At first we look at a nice definition to estimate $M$. As we know $$\sin(z)=\frac{1}{2i} \left(\exp(iz)-\exp(-iz)\right).$$
So when $|z|\leq 1 $ we have $|\sin(z)|\leq 2 e$. In fact we should have something like $$|\sin(z)|\leq \frac{1}{2}\cdot \left( e-\frac{1}{e}\right),$$ which gives you the estimate that $$|\sin'(0)|\leq 2 e $$ If you take the radius of your circle smaller, the approximation will be better. I don't know if this is what your are looking for.
The idea is that when $f$ is analytic we can write $f$ as $$f(z)=\sum_{k=0}^\infty a_k z^k$$ As we know that $$\sin(z)=\sum_{k=0}^\infty (-1)^k \frac{z^{2k+1}}{(2k+1)!}=z-\frac{z^3}{3!}\pm \dots$$
So when $|z|\to 0$ we know that $|\sin(z)|$ goes to $0$ as fast as $|z|$. Hence we can chose $M$ to be something like $r$, maybe with minimal difference $\epsilon$.

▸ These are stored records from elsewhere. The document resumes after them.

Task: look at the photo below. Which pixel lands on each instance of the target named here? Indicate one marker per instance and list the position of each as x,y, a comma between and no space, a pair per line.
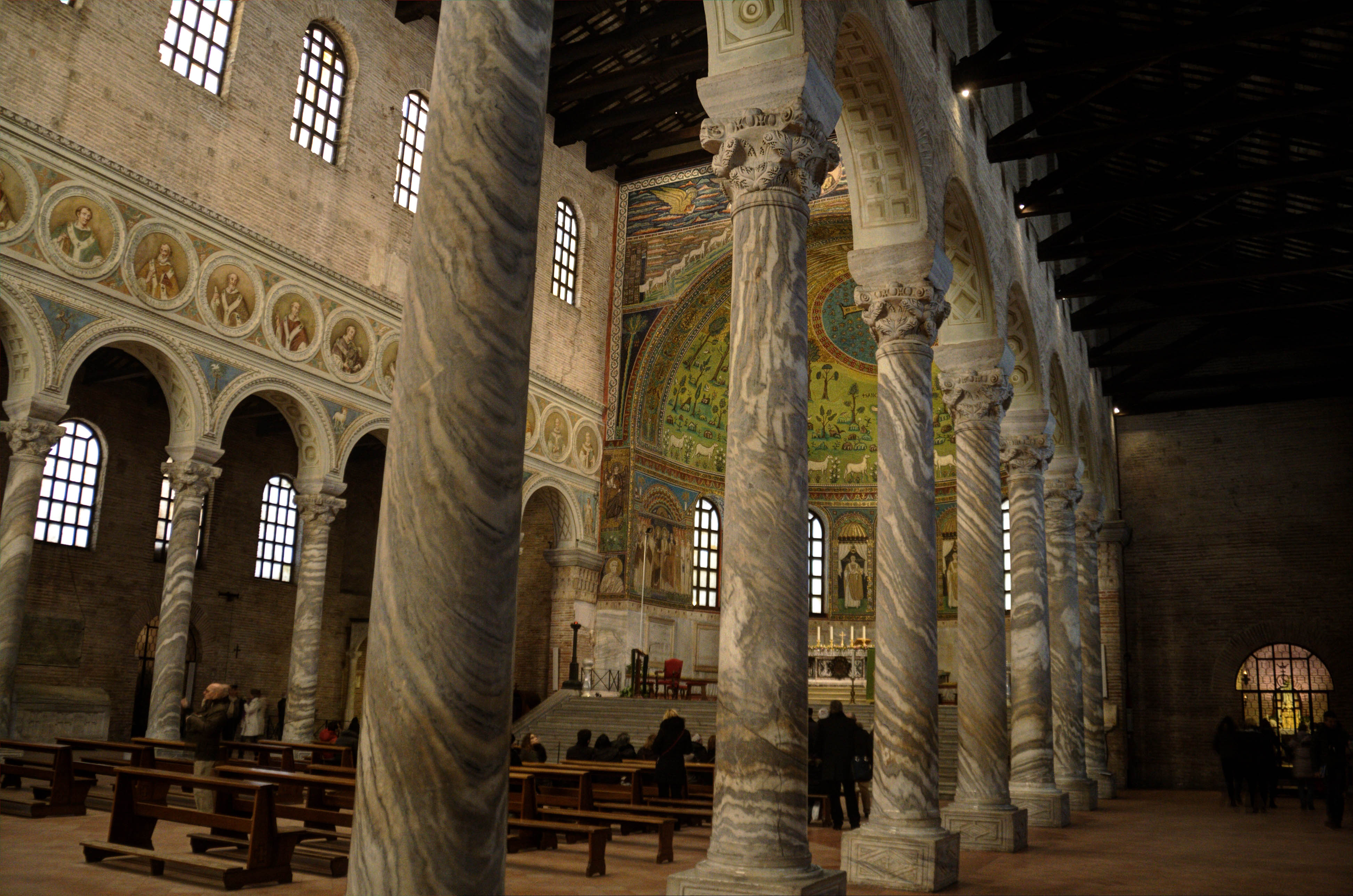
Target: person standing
256,711
203,729
1333,752
837,737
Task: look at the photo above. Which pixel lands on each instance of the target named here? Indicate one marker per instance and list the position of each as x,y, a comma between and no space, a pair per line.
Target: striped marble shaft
432,784
906,790
761,788
976,400
1092,676
190,480
1031,694
1061,495
317,514
30,441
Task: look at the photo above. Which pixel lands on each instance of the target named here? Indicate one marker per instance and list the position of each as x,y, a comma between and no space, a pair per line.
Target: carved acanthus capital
759,150
319,510
1028,455
190,480
900,311
976,398
32,440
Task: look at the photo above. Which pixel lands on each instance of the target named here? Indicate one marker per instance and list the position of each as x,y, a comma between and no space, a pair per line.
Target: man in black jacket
837,748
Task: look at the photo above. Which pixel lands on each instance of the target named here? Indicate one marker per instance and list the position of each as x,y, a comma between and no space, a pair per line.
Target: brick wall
115,586
1242,525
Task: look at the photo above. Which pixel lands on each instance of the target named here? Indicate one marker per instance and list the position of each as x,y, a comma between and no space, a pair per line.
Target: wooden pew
64,792
140,803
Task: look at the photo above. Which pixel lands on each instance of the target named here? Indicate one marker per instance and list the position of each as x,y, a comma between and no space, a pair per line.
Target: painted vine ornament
762,150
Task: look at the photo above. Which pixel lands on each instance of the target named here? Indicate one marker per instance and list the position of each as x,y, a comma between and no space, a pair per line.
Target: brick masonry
1242,525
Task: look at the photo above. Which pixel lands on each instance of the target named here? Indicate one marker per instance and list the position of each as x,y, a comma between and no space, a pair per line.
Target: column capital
191,480
319,508
32,440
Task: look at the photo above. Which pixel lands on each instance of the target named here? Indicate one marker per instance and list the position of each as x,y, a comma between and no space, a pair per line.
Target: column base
988,830
899,860
1046,809
1084,794
718,879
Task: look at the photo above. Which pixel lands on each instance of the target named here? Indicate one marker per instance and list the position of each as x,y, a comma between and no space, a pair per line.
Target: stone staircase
558,719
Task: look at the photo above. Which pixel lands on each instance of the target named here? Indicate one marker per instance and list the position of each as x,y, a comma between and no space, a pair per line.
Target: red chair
671,679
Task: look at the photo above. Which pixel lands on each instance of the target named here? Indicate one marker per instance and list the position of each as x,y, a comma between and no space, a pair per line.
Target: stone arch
1021,336
562,506
877,141
305,415
180,380
971,296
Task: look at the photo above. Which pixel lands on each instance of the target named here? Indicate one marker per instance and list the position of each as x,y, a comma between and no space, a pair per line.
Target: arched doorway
1284,684
145,654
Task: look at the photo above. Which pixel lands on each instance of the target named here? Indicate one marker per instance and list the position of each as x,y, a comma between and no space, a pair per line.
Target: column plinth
190,480
903,845
30,440
975,383
317,514
770,164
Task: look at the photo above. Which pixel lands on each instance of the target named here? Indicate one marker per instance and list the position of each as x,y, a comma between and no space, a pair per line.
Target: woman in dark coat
671,745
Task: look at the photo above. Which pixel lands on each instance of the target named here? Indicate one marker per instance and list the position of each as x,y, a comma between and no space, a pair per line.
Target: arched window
706,586
412,133
317,113
816,557
70,488
565,278
164,521
276,530
1284,684
197,41
1006,537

With that one we would get the estimate $$|\sin'(0)|\leq \frac{(r+\epsilon) \cdot 0!}{r}\approx 1$$ which gives a nice estimate for the first derivative.
For example, by Cauchy:
$$f'(z_0)=\frac{1}{2\pi i}\oint\limits_C\frac{f(z)}{(z-z_0)^2}dz$$
witn $\,C\,$ any simple, closed path containing in its interior the point $\,z_0\,$ and wherein $\,f(z)\,$ is analytic (say, $\,C=$ the unit circle for $\,z_0=0\,\;,\;\;f(z)=\sin z\;$ in our case), and since
$$\sin z=\frac{e^{iz}-e^{-iz}}{2i}\implies|\sin z|\le\frac{1}{2}(e^{-Im(z)}+e^{Im(z)})\le\frac{1}{2}(e+e^{-1})$$
so again by Cauchy:
$$|\sin'(0)|=\left|\frac{1}{2\pi i}\oint\limits_C\frac{\sin z}{z^2}dz\right|\le\frac{1}{2\pi}\oint\limits_C\left|\frac{\sin z}{z^2}\right|\,dz\le\frac{1}{4\pi}\oint\limits_C\frac{e+e^{-1}}{1}dz=\frac{e+e^{-1}}{2}\sim 1.86$$